The provision of sensors in integrated circuits of this kind allows devices to be produced that have a small form factor, and which can be manufactured cheaply in large numbers using established semiconductor processing techniques.
Due to their small form factor, integrated circuits of this kind can easily be included in Radio Frequency Identification (RFID) tags, allowing for easy programming and readout.
There is a constant desire to diversify the sensor functionality integrated into an IC to add further functionality to a device utilizing the IC. For instance, WO 2009/087531 by the present applicant discloses an IC having a light sensor that can detect both the intensity and direction of incident light, e.g. to compensate the output of a display device for ambient lighting conditions to improve the user experience of the display device.
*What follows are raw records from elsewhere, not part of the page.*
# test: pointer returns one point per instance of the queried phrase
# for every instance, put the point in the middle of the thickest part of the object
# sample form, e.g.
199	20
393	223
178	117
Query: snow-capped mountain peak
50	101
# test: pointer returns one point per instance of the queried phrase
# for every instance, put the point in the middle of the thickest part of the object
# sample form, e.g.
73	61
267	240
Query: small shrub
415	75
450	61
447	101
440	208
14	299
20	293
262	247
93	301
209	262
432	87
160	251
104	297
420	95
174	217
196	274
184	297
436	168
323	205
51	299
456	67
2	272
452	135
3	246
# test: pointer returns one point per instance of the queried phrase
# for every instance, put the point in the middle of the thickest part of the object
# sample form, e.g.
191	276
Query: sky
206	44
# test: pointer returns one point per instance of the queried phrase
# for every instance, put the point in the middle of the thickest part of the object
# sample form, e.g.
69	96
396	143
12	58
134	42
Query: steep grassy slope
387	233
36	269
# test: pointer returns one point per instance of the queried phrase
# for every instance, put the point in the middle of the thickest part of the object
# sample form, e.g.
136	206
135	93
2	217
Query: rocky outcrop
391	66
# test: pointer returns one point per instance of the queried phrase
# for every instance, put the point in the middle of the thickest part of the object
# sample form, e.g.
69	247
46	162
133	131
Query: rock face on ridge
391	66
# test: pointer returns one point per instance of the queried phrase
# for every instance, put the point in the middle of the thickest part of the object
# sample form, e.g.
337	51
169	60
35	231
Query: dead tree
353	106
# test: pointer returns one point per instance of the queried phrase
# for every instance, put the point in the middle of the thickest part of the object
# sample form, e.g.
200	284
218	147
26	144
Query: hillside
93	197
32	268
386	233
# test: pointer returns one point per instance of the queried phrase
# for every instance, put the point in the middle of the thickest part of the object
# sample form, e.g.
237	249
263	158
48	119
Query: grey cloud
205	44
To this end, the light sensor comprises a dielectric layer, wherein the dielectric layer is substantially transparent to the incident light as well as a plurality of photo detectors coupled relative to the dielectric layer for detecting the incident light through the dielectric layer. A plurality of stacks of opaque slats embedded within the dielectric layer approximately parallel to an interface between the dielectric layer and the photo detectors are also present to define tapered light apertures between adjacent stacks of opaque slats.
Such a light sensor requires a relatively complex arrangement of tapered stacks of slats to make the light sensor directionally sensitive. There exists a need to simplify the design of such a light sensor.